The reason for the delay was that Mary had been so badly hurt in the attack that she’d been hospitalized and was only now out of danger and sufficiently recovered to face her abuser.  The magistrate was told that Griffin – who worked as a cleaner – had forced her way into a house in Whitechapel and had demanded to see a women that lived or worked there. She was brandishing a scrubbing brush and calling for the ‘bitch’ to be sent out to confront her. When Mary Bryan got in her way she beat her severely with the scrubbing brush and denounced her (and the other woman) as a ‘ couple of old whores’.

Given the state of Mary’s injuries (which had been treated at the London Hospital on Whitechapel High Street) Mr Hammill decided this was far too serious a case to be dealt with summarily and he fully committed Griffin to take her trial at the Old Bailey.

The case was heard on 7 April 1851 and she was acquitted by the jury. It seems that Margaret was set upon in the house and the injuries handed out were in part deemed to be in self defense by the all male jury.

[from The Morning Chronicle, Friday, March 14, 1851]

The peril of children running errands on London’s streets

Boys exercising at Tothill Fields Prison

I recall being dispatched to buy cigarettes for my father on several occasions in my youth, or to return ‘pop’ bottles for the deposit. Both involved a long walk (or run) down (and then back up) the hill where we lived. Running ‘errands’ like this was a common enough thing in the past but I suspect it is one of those things that no longer happens, especially with small children, given the perceived perils of modern society.

In the nineteenth century sending a child (even one as young as 7) out to fetch food or drink, or to deliver a message, was very normal. After all children worked at a much younger age and until mid century school was really only for the sons and daughters of the better off.

But the streets could be just as dangerous a place for children in the 1800s as they are today. Carts and coaches rumbled along the cobbled thoroughfares at great speed and could rarely stop in time to avoid a running child if they stepped into its path; thieves and villains lurked around every corner, and child prostitution rackets operated in the capital.

Sometimes the threat came from young people not much older than themselves, as in this case from 1855. In early March Ann Jane Hatley had been sent out with sixpence to buy some butter.
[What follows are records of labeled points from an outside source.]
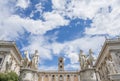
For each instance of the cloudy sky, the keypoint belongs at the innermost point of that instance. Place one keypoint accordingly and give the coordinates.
(59, 27)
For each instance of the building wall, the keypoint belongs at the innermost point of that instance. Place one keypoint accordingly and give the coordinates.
(56, 77)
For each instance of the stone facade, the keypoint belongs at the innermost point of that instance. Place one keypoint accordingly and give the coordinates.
(105, 68)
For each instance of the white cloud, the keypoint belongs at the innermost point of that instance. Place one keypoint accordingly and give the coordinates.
(106, 22)
(23, 3)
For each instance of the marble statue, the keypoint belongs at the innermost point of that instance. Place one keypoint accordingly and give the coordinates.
(90, 58)
(110, 66)
(9, 64)
(82, 59)
(35, 59)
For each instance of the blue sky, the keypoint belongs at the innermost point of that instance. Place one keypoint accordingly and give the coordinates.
(59, 28)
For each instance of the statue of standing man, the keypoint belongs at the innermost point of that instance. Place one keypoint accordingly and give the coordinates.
(82, 60)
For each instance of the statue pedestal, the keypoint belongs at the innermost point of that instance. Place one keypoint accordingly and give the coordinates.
(88, 75)
(28, 75)
(115, 77)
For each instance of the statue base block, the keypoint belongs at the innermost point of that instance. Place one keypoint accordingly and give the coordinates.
(88, 75)
(27, 74)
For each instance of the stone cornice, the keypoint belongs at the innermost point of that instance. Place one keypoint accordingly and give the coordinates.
(12, 44)
(58, 72)
(106, 43)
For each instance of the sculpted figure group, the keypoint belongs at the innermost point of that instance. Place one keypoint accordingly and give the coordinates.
(30, 63)
(86, 61)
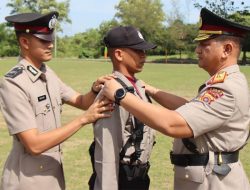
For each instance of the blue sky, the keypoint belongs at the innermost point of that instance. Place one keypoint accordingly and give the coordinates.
(86, 14)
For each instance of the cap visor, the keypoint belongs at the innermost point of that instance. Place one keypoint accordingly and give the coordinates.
(46, 37)
(201, 37)
(143, 46)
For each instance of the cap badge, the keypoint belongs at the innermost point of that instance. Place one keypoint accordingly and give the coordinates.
(140, 35)
(52, 22)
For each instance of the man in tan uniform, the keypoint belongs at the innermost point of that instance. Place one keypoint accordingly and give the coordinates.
(123, 144)
(210, 129)
(31, 98)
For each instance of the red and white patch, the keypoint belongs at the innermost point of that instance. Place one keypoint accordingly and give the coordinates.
(211, 95)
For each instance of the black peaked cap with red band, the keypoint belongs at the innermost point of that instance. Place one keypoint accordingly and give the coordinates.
(212, 25)
(41, 26)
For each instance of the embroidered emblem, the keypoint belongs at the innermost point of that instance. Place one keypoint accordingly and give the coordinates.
(14, 72)
(211, 95)
(52, 22)
(140, 35)
(41, 98)
(32, 70)
(218, 78)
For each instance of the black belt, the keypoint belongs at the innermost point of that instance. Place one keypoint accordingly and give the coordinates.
(202, 159)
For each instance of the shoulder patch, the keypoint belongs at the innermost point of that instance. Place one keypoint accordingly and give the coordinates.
(218, 77)
(14, 72)
(32, 70)
(211, 95)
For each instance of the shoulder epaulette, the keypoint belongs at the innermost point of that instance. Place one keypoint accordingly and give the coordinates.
(218, 77)
(14, 72)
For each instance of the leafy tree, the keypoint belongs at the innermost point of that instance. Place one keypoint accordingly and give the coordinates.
(221, 7)
(147, 15)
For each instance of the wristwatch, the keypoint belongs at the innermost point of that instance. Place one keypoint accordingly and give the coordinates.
(119, 95)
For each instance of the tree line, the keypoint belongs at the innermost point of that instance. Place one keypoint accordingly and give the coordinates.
(167, 30)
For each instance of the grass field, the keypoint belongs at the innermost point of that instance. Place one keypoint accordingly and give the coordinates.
(182, 80)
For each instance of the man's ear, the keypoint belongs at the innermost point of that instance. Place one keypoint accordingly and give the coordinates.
(118, 54)
(24, 42)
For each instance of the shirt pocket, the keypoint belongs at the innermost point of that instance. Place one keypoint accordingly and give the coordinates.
(59, 104)
(43, 116)
(190, 173)
(42, 164)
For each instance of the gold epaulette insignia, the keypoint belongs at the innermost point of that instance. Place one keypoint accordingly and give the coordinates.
(218, 77)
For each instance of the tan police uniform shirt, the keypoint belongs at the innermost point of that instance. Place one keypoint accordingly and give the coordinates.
(28, 101)
(111, 134)
(219, 118)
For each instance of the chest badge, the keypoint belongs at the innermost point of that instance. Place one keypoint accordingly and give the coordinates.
(32, 70)
(41, 98)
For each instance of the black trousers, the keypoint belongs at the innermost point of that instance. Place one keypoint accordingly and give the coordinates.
(124, 184)
(135, 184)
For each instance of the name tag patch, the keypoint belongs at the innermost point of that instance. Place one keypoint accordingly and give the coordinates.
(41, 98)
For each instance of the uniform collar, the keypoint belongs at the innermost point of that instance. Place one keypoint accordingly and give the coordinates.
(221, 75)
(123, 78)
(33, 72)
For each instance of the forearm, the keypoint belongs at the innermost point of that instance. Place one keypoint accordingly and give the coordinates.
(82, 101)
(37, 143)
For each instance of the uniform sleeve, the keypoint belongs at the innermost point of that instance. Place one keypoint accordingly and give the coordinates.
(16, 108)
(208, 111)
(66, 92)
(108, 139)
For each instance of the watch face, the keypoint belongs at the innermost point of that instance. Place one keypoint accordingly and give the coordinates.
(120, 93)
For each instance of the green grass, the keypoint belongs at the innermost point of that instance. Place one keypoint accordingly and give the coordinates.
(182, 80)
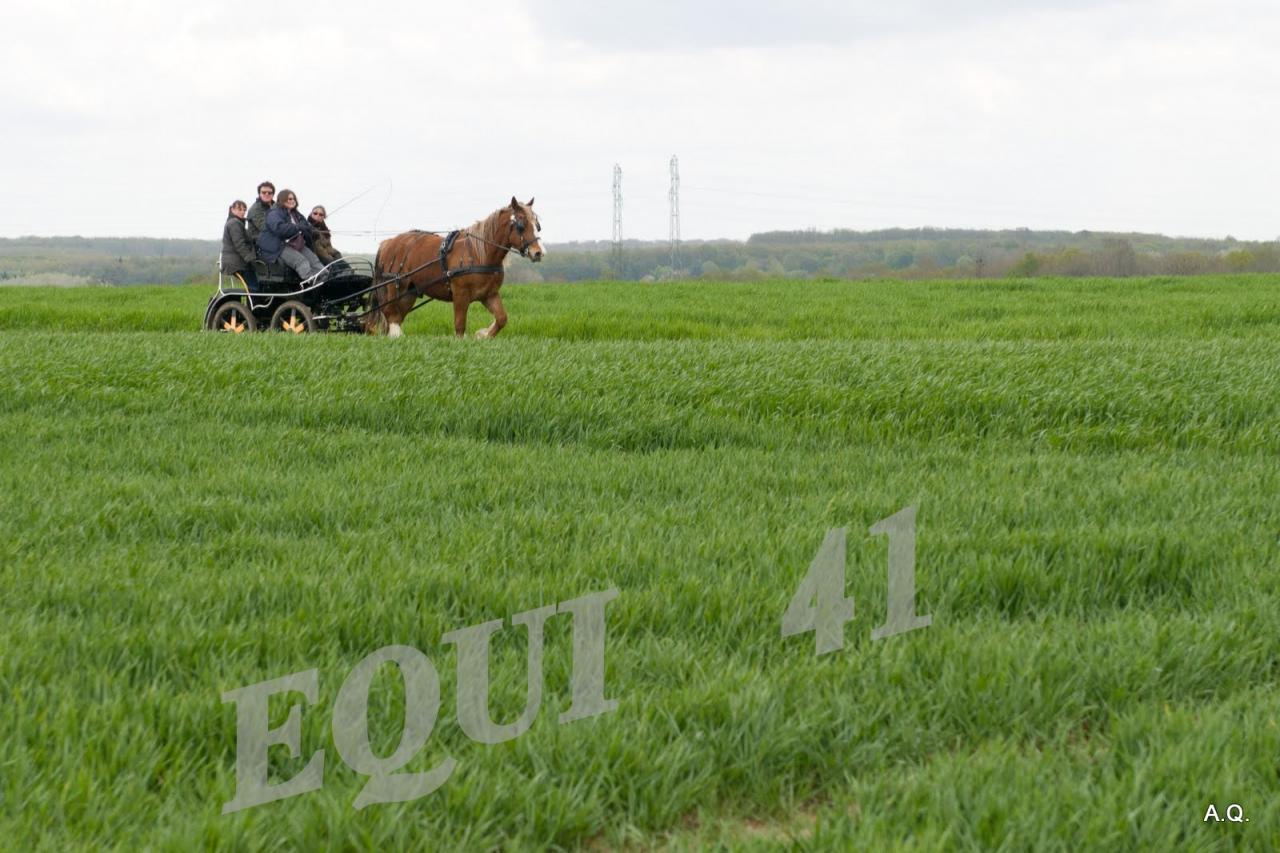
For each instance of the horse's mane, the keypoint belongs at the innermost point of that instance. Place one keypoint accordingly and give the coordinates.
(487, 229)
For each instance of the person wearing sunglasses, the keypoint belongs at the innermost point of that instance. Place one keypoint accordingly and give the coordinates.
(288, 237)
(321, 242)
(261, 206)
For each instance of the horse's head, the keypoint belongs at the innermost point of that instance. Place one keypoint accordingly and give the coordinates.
(522, 229)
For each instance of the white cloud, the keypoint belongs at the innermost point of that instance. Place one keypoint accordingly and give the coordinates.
(149, 118)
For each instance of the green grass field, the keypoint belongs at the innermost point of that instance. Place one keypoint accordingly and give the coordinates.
(1095, 465)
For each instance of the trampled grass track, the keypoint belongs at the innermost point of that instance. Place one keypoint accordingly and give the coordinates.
(1095, 465)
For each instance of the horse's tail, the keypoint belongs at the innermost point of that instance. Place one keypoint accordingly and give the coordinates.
(375, 322)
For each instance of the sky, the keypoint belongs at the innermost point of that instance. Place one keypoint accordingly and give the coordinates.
(147, 118)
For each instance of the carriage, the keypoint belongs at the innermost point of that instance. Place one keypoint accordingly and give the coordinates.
(338, 300)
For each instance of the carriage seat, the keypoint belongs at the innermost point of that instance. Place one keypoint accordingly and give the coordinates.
(275, 276)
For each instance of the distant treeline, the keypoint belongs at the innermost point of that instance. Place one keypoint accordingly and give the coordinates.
(896, 252)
She was 7 years of age and lived with her parents in Exeter Street, Chelsea. As she walked along a small boy, about 12 or 13 came up to her and asked where she was going. When she explained he said she needed to be careful of lest she drop the 6in the mud of the street.

The lad, whose name was William Smith, produced a piece of paper and said the best thing was for her to wrap her coin in it to protect it. When Ann handed over the money for him to do so he promptly ran off with it. Fortunately, a passer-by had seen what happened and set off in pursuit. William was captured and brought before the magistrate at Westminster.

In court several other children were produced who reported similar robberies on them whilst out running errands. Susannah Welsh (who was 9 or 10) had been sent to buy flour. William had followed her for ‘some distance’ before he suddenly pounced and wrestled the money she was carrying (2s) from her grasp.

Thomas Mursell (just 8) had been entrusted with 9to pay a baker’s bill when Smith approached him and asked what he was doing. When he discovered the boy had money Smith contrived to knock it out of his hand, as ‘if by accident’, and then offered him some paper to wrap it in as they pair collected it from the street. It was only when Thomas got to the baker’s shop that he realized that William had managed to steal over half of it.

There were a string of other small boys and girls with similar tales to tell but the magistrate (Mr Arnold) had heard enough. He duly committed the ‘expert juvenile highwayman’ (as Reynold’s Newspaper dubbed him) for trial before a jury.

William went for trial at the Westminster Quarter Sessions where he was convicted of two thefts (from Ann and Susannah) and sentenced to a spell in the house of detention.